Vintage Coffee, Aged Coffee
Traditionally, coffee held in warehouses for several years, sometimes deliberately, sometimes inadvertently. Such aging reduces acidity and increases body. Aged coffee has been held longer than either old crop coffee or mature coffee. Recently, some Indonesia coffee has been subject to a sort of accelerated aging involving deliberate exposure to moist air, much like India's monsooned coffee.

W

Wet-Processed Coffee
Wet Method Coffee, Washed Coffee.

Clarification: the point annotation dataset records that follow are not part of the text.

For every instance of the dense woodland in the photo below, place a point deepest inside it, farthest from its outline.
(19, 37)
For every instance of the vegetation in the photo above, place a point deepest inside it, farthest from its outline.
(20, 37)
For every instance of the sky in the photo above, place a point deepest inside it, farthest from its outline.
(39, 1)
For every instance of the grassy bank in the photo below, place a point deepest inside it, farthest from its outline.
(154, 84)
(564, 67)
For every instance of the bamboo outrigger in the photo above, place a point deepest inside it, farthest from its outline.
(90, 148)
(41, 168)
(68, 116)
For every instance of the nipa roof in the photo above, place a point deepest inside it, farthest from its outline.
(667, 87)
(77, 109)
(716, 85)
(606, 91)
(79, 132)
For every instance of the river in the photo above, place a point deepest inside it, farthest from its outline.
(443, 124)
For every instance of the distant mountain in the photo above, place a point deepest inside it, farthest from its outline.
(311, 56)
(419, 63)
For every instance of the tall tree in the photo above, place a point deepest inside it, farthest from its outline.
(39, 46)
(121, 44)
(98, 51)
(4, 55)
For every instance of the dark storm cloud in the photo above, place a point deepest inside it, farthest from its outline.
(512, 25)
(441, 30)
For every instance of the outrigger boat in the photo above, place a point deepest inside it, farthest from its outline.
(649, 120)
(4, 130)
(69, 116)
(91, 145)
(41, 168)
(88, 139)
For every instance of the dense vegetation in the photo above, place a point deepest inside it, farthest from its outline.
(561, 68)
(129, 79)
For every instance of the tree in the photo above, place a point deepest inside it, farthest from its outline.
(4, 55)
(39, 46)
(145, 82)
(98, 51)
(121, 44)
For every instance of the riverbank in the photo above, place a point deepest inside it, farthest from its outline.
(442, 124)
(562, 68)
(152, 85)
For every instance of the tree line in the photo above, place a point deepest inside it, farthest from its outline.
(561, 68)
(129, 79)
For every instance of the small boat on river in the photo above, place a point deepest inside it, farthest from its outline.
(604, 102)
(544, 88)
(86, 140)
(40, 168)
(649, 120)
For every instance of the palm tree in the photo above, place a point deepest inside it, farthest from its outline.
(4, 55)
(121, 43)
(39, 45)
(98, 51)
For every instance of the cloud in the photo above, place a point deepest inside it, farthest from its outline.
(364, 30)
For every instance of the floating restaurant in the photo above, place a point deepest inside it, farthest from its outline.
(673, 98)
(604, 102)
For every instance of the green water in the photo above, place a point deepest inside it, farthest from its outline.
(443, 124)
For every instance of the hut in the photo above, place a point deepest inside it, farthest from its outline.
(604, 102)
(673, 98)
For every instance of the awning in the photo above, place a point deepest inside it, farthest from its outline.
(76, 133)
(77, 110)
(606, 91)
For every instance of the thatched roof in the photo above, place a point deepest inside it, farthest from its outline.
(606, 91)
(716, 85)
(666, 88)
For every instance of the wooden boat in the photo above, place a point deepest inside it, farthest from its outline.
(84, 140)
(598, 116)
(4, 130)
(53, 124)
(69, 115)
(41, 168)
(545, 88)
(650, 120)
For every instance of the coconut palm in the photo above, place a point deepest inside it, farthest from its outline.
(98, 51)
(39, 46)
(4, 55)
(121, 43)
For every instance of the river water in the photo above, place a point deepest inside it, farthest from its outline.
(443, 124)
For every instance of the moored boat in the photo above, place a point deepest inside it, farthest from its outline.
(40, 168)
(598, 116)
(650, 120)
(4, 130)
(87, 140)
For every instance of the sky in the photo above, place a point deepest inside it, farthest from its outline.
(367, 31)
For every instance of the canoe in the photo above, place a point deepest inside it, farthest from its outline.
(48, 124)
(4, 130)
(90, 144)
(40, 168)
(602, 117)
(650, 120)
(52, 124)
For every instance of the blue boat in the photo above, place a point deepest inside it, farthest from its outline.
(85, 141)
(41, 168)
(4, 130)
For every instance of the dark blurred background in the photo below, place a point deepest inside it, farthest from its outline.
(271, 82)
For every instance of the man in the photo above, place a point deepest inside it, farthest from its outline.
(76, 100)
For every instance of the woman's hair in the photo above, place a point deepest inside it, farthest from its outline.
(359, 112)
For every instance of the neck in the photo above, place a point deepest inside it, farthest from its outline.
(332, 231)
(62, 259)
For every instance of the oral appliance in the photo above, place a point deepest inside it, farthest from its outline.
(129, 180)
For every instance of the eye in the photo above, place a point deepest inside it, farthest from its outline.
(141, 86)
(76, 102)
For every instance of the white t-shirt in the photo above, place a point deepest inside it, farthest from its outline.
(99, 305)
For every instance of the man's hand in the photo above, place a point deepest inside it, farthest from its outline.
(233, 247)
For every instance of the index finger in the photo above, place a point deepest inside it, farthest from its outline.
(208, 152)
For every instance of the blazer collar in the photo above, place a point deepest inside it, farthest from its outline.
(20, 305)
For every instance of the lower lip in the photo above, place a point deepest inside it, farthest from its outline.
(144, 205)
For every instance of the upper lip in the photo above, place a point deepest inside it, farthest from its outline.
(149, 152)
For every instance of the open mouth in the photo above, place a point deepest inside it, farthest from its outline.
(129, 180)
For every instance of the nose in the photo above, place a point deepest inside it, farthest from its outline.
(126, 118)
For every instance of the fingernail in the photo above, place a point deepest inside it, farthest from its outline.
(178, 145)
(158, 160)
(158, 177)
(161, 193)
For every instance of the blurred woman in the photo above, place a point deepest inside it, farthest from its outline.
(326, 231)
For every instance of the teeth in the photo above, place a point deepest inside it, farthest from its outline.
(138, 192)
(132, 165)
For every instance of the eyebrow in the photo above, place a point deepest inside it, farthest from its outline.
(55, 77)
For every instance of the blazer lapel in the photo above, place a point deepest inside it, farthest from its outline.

Coffee prepared by removing the skin and pulp from the bean while the coffee fruit is still moist. Most of the world's great coffees are processed by the wet method, which generally intensifies acidity. In the traditional wet process, the coffee skins are removed (pulping), the skinned beans are allowed to sit in tanks where enzymes loosen the sticky fruit pulp or mucilage (fermentation), after which the loosened fruit is washed off the beans (washing). In the shortcut demucilage or aquapulp method, the pulp or mucilage is scrubbed from the beans by machine.

Whole-Bean Coffee
Coffee that has been roasted but not yet ground.